How to preserve voice while editing
Separate mechanical correctness from stylistic choices, lock sensitive phrasing, and review AI suggestions in context — especially for executive and legal voice.
Last updated 2026-05-11
Quick answer
Voice breaks when edits optimize local sentences but ignore stance, rhythm, and who the reader is. Protect voice by separating “must not change” strings from “may improve” regions—then review suggestions in full paragraphs, not isolated fragments.
Context
When this problem shows up
- Ghostwritten pieces where tightening reads “more professional” but loses personality.
- Founder letters and memos where hedging shifts change perceived conviction.
- Technical content where “clarity” edits flatten nuance that specialists rely on.
Watch for
Common mistakes
- Accepting a suggestion because it is shorter—not because it preserves intent.
- Editing line-by-line in track changes without re-reading the paragraph aloud (or silently) afterward.
- Letting models “harmonize tone” across sections that intentionally differ (exec summary vs legal caveat).
Manual workflow
How to preserve voice manually
- Write a voice note in three bullets: audience, stance, taboos (words to avoid, tone ceiling/floor).

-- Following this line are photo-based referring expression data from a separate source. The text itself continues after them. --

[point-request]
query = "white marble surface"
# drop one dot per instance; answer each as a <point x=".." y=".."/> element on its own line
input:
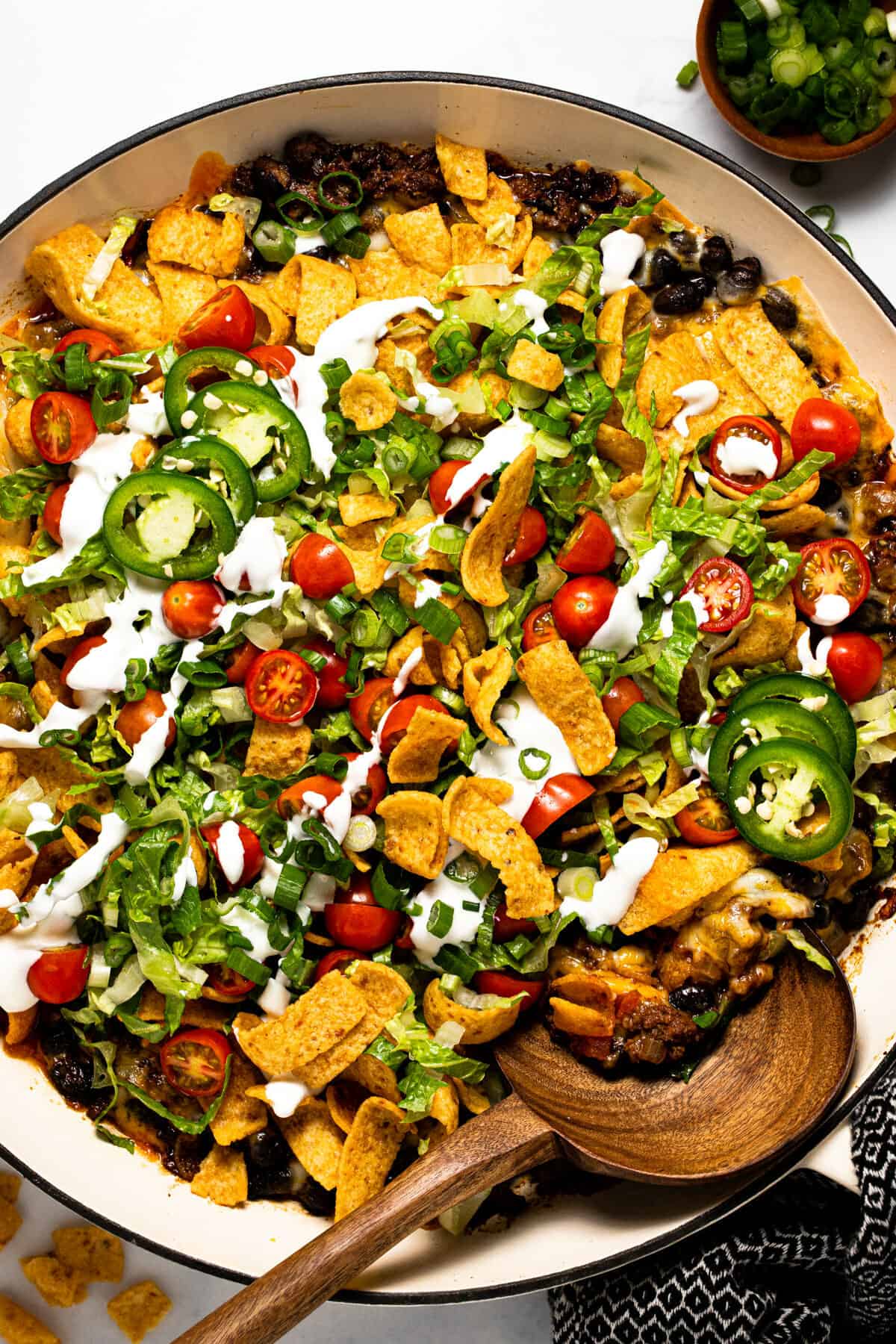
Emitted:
<point x="77" y="78"/>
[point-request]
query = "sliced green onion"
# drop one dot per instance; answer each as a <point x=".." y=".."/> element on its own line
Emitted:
<point x="366" y="628"/>
<point x="247" y="967"/>
<point x="531" y="772"/>
<point x="391" y="611"/>
<point x="441" y="920"/>
<point x="327" y="201"/>
<point x="289" y="887"/>
<point x="438" y="620"/>
<point x="314" y="214"/>
<point x="276" y="242"/>
<point x="450" y="699"/>
<point x="18" y="655"/>
<point x="361" y="835"/>
<point x="340" y="608"/>
<point x="448" y="539"/>
<point x="245" y="208"/>
<point x="314" y="660"/>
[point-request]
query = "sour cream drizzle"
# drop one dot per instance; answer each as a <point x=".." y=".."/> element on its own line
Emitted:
<point x="354" y="339"/>
<point x="739" y="455"/>
<point x="94" y="476"/>
<point x="699" y="398"/>
<point x="621" y="255"/>
<point x="527" y="729"/>
<point x="47" y="920"/>
<point x="615" y="893"/>
<point x="622" y="626"/>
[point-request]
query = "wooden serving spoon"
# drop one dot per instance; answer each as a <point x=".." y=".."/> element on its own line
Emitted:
<point x="774" y="1073"/>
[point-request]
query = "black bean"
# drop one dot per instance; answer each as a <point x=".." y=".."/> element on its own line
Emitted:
<point x="684" y="297"/>
<point x="267" y="1148"/>
<point x="692" y="999"/>
<point x="72" y="1075"/>
<point x="802" y="880"/>
<point x="738" y="284"/>
<point x="662" y="269"/>
<point x="317" y="1201"/>
<point x="780" y="309"/>
<point x="715" y="255"/>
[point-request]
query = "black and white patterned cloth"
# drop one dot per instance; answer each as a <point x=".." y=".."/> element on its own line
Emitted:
<point x="806" y="1263"/>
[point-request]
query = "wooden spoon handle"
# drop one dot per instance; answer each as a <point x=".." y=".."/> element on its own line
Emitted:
<point x="501" y="1142"/>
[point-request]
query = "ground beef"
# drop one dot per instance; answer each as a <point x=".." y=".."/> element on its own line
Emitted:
<point x="563" y="199"/>
<point x="656" y="1031"/>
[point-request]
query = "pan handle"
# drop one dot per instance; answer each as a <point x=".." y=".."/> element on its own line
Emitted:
<point x="494" y="1147"/>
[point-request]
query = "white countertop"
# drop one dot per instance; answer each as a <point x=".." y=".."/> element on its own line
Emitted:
<point x="77" y="80"/>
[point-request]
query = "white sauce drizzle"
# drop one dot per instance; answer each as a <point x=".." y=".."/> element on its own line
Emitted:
<point x="613" y="894"/>
<point x="739" y="455"/>
<point x="830" y="609"/>
<point x="94" y="476"/>
<point x="47" y="920"/>
<point x="500" y="447"/>
<point x="354" y="339"/>
<point x="699" y="398"/>
<point x="813" y="665"/>
<point x="622" y="626"/>
<point x="621" y="255"/>
<point x="527" y="729"/>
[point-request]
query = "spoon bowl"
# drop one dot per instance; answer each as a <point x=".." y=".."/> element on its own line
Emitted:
<point x="775" y="1070"/>
<point x="773" y="1075"/>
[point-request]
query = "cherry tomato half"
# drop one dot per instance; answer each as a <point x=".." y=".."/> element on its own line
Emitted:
<point x="281" y="687"/>
<point x="588" y="547"/>
<point x="226" y="984"/>
<point x="832" y="581"/>
<point x="193" y="1062"/>
<point x="581" y="608"/>
<point x="539" y="626"/>
<point x="441" y="484"/>
<point x="507" y="986"/>
<point x="191" y="608"/>
<point x="52" y="519"/>
<point x="707" y="820"/>
<point x="726" y="591"/>
<point x="531" y="535"/>
<point x="355" y="920"/>
<point x="827" y="426"/>
<point x="226" y="319"/>
<point x="134" y="717"/>
<point x="332" y="691"/>
<point x="337" y="960"/>
<point x="99" y="344"/>
<point x="398" y="718"/>
<point x="558" y="796"/>
<point x="371" y="705"/>
<point x="253" y="853"/>
<point x="240" y="662"/>
<point x="317" y="785"/>
<point x="507" y="927"/>
<point x="320" y="569"/>
<point x="62" y="426"/>
<point x="739" y="428"/>
<point x="367" y="800"/>
<point x="81" y="650"/>
<point x="277" y="361"/>
<point x="621" y="697"/>
<point x="60" y="974"/>
<point x="855" y="662"/>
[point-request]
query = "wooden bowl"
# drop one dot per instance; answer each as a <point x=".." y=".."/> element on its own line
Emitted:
<point x="805" y="147"/>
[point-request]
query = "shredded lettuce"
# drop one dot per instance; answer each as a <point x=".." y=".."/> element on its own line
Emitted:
<point x="108" y="255"/>
<point x="797" y="940"/>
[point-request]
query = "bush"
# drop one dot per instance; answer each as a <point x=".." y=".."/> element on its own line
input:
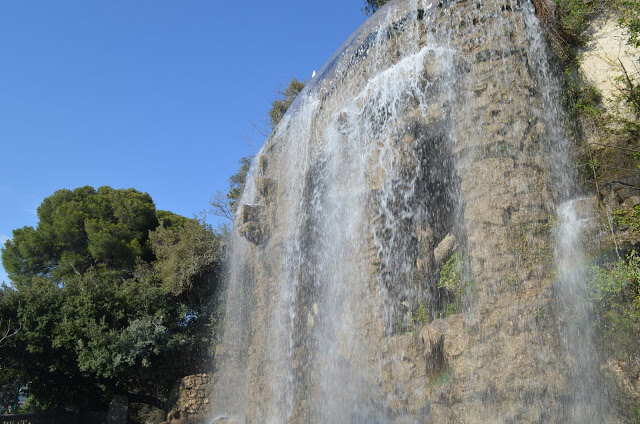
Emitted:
<point x="616" y="291"/>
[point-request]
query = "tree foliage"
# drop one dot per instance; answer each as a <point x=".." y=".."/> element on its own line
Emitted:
<point x="281" y="104"/>
<point x="225" y="205"/>
<point x="110" y="295"/>
<point x="371" y="6"/>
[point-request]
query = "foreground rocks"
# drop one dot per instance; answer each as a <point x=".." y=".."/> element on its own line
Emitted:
<point x="194" y="397"/>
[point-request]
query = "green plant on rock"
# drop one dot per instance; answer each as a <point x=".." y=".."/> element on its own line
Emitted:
<point x="452" y="280"/>
<point x="628" y="218"/>
<point x="419" y="316"/>
<point x="442" y="378"/>
<point x="630" y="19"/>
<point x="616" y="292"/>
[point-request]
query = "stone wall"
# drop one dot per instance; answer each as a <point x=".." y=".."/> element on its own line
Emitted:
<point x="194" y="396"/>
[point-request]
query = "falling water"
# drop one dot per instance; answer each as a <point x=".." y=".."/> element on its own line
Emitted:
<point x="428" y="133"/>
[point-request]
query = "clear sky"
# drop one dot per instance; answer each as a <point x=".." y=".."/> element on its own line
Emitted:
<point x="160" y="95"/>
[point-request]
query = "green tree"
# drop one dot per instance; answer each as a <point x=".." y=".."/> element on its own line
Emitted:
<point x="281" y="104"/>
<point x="225" y="205"/>
<point x="110" y="296"/>
<point x="371" y="6"/>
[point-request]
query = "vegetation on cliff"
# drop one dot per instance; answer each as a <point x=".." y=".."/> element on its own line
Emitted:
<point x="110" y="296"/>
<point x="371" y="6"/>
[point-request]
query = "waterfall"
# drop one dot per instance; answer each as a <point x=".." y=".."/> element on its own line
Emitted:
<point x="392" y="259"/>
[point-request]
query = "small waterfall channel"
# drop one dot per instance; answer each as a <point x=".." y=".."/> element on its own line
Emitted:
<point x="393" y="258"/>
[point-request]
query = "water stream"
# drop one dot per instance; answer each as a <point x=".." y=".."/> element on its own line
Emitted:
<point x="384" y="156"/>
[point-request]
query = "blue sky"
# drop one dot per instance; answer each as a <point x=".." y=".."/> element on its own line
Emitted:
<point x="160" y="95"/>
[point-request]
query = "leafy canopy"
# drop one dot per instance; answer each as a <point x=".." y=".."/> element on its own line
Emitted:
<point x="110" y="295"/>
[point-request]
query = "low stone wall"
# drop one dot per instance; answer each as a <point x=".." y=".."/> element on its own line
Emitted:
<point x="193" y="400"/>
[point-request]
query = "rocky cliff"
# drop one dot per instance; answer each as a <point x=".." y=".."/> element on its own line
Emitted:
<point x="410" y="237"/>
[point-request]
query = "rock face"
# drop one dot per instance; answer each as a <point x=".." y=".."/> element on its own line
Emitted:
<point x="399" y="260"/>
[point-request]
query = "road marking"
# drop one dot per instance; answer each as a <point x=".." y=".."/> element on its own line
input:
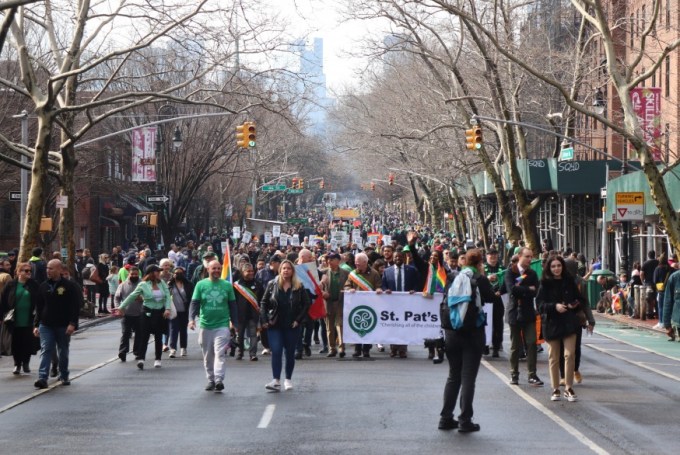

- Mark frozen phrases (titles, quotes, regulated lines) so editors do not “smooth” them.
- Batch mechanical fixes separate from rhetorical edits—different mindset, fewer accidents.
- Re-read for rhythm after mechanical passes; if it sounds anonymous, revert and tighten manually.
Product fit
How DraftLens helps
Do-not-change locks pass your frozen phrases into reviewer context. Review mode keeps the manuscript file from being silently rewritten—so you decide what becomes a tracked change after you read the ledger.
Limits
What DraftLens does not decide
- Whether a sharper sentence is on-brand—that is author and approver judgment.
- Whether risk tolerance allows a more direct claim—policy and legal context win.
Checklist
Before you finalize
- Read every paragraph that saw heavy suggestion activity end-to-end—not only the diff.
- Compare opening and closing: stance should match; if not, fix narrative—not individual words.
- Spot-check quotes and attributed language character-for-character.